Camparelli took off his glasses and chewed on one of the plastic earpieces.

“Captain Boma’s a bit peeved about this incident. He mentioned that the shore patrol officer complained. It’s the opinion of Captain Boma and the shore patrol officer that fights off base are liable to be handled with more force than necessary by the local authorities, who, as you know, are now Philippino Army.

Those macho muchachos would like nothi better than an excuse to use their grease guns. Then we’d have a few corpses on our hands and maybe an international incident.”

Camparelli replaced his glasses on the lower part of his nose.

“So Captain Boma asked me to investigate unofficially. I’m glad you decided to come in for a chat.”

“Oh.”

“I think you’d better stay aboard the ship next time in port. That’s unofficial. No messy paperwork. The term is ‘in hack.”‘ He could do it officially, too, Jake knew, with a discipline report that would torpedo any chance the pilot might ever have of being promoted.

“Yessir.”

“Back to the original subject, which is our lovestarved sailor. Your gripe is that he lied to you in order to get leave, rather than that he married in violation of a general reg.” The skipper leaned back in his chair and crossed his bare legs. To Jake he looked much like a chairman of the board solving a million-dollar problem, except that he wore only skivvies. “How many leave chits have you seen with the reason for the request stated?”

Jake thought. There was not even such a section on the form. He pointed out to Camparelli that Hardesty had inked in his reason in the margin.

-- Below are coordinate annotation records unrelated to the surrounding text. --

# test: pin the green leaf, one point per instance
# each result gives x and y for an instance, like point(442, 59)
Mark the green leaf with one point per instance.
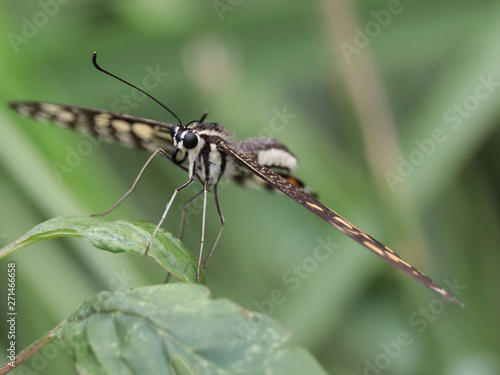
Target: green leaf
point(116, 237)
point(176, 328)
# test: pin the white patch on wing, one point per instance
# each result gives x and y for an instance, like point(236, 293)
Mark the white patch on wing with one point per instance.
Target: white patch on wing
point(276, 157)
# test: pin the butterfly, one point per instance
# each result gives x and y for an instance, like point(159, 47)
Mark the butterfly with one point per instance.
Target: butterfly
point(209, 153)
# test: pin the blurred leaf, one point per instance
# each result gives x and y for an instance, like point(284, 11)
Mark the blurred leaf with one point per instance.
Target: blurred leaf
point(116, 237)
point(171, 329)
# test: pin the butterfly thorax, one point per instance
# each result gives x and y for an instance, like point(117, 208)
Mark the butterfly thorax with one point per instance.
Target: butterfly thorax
point(208, 163)
point(204, 159)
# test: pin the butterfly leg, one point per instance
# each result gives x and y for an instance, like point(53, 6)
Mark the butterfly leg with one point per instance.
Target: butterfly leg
point(184, 210)
point(222, 222)
point(202, 240)
point(131, 190)
point(191, 180)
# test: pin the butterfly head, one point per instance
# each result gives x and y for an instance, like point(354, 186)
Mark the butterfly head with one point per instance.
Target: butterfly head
point(186, 142)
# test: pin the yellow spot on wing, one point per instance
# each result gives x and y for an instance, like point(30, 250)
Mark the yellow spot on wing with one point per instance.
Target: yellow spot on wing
point(121, 126)
point(143, 131)
point(315, 206)
point(102, 119)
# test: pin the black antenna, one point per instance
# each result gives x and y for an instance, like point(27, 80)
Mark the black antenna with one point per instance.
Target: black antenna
point(94, 61)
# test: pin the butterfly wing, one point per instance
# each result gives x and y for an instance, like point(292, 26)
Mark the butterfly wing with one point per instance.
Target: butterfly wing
point(309, 202)
point(112, 127)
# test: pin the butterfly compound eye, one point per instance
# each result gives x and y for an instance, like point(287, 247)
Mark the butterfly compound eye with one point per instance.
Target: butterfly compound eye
point(190, 140)
point(173, 132)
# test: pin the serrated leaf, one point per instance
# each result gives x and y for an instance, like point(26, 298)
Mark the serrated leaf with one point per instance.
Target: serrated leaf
point(116, 237)
point(172, 329)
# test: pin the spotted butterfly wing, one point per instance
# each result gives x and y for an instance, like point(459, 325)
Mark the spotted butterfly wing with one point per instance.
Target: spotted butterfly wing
point(127, 130)
point(150, 135)
point(302, 197)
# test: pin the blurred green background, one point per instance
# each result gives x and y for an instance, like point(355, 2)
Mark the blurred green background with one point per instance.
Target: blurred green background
point(392, 108)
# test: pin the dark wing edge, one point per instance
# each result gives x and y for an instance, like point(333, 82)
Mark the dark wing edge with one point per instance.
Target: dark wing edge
point(334, 219)
point(110, 126)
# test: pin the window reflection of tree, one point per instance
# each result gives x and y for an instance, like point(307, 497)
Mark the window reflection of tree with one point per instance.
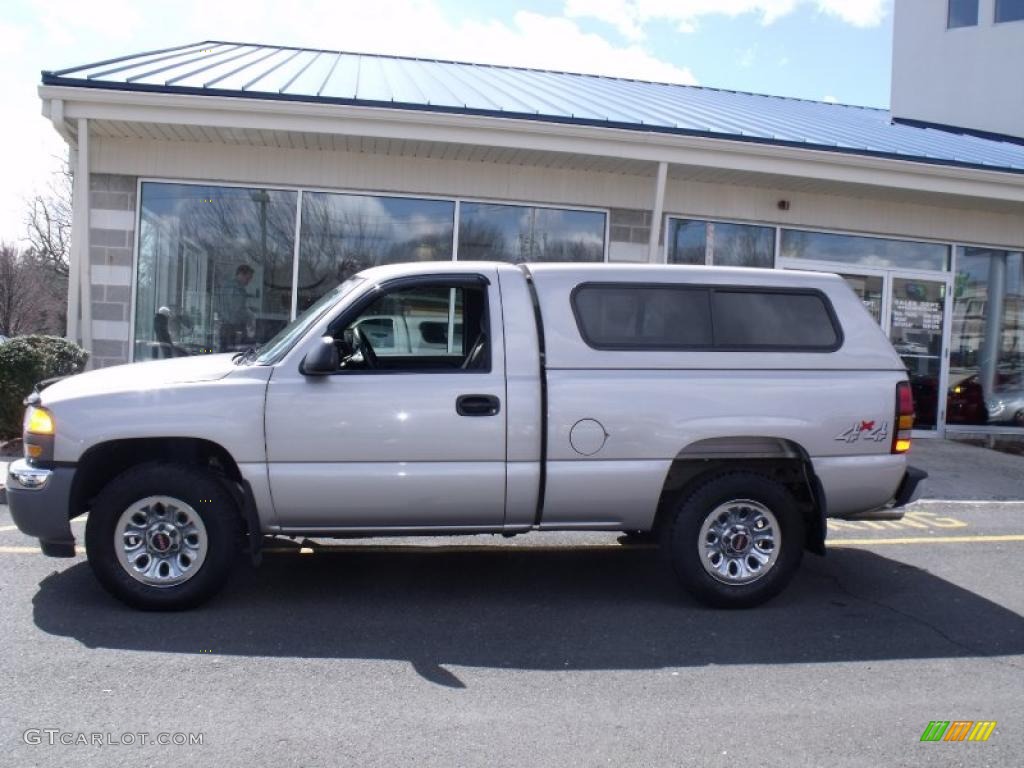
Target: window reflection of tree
point(343, 235)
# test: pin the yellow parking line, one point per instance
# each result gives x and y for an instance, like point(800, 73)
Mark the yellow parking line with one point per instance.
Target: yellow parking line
point(926, 540)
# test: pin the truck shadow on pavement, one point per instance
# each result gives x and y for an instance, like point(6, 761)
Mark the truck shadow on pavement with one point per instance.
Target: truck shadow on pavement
point(522, 607)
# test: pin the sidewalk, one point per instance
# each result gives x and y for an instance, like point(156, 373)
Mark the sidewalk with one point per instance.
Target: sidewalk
point(958, 471)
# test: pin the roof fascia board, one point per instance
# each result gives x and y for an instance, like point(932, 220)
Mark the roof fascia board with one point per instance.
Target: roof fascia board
point(651, 146)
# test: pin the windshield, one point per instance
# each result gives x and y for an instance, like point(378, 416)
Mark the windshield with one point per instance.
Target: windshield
point(295, 330)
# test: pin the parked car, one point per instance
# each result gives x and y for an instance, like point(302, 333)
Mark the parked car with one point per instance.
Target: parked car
point(1007, 408)
point(728, 411)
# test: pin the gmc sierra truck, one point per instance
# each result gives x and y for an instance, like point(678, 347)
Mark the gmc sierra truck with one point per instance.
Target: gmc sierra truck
point(728, 412)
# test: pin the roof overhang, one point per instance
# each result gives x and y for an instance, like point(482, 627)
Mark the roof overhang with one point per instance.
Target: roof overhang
point(65, 104)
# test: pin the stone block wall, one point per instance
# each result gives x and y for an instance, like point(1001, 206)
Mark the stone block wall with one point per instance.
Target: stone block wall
point(112, 242)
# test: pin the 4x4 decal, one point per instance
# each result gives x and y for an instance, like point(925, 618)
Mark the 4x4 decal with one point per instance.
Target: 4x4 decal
point(867, 430)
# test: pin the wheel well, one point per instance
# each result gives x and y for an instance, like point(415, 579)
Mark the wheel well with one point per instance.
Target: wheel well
point(782, 461)
point(102, 463)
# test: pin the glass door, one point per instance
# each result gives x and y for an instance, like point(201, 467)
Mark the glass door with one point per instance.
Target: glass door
point(918, 309)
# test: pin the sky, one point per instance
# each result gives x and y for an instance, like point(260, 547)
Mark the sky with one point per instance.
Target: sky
point(832, 50)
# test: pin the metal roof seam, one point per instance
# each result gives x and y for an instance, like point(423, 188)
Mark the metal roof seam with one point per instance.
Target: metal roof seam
point(237, 70)
point(134, 64)
point(210, 66)
point(297, 75)
point(538, 94)
point(278, 66)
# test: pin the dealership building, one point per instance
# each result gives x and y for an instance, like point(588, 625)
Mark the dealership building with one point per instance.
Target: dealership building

“Precisely. And if you ask a sailor where he’s going or why, you can bet he probably lies about half the time. A sailor figures that it’s none of the officer’s business. I’m pleased to hear you aren’t too enthused about the violation of this general regulation. The navy’s requirement for permission before you commit holy matrimony with a foreign national is a chicken reg, in my opinion, and probably unconstitutional. God only knows what the Supreme Court would do with that one. In any event, I tolerate a lot of high jinks around here. You’re a case in point. So long as the bombs keep falling on target and the planes keep coming back, I’ll stay off people’s backs.

Hardesty’s bitten off a big chunk and about all we can do is watch. If he fails to support her, or abandons her, or any of that stuff, then we’ll do what we can under the regulations. Nothing else.”

“I want to put in a special evaluation on Hardesty.”

“That’s fair. He doesn’t seem smart enough to become a petty officer anytime soon. And don’t think Hardesty’s off the hook. Chief Styert will make his life miserable for a while. He’ll probably do a better job of it than you or I could.”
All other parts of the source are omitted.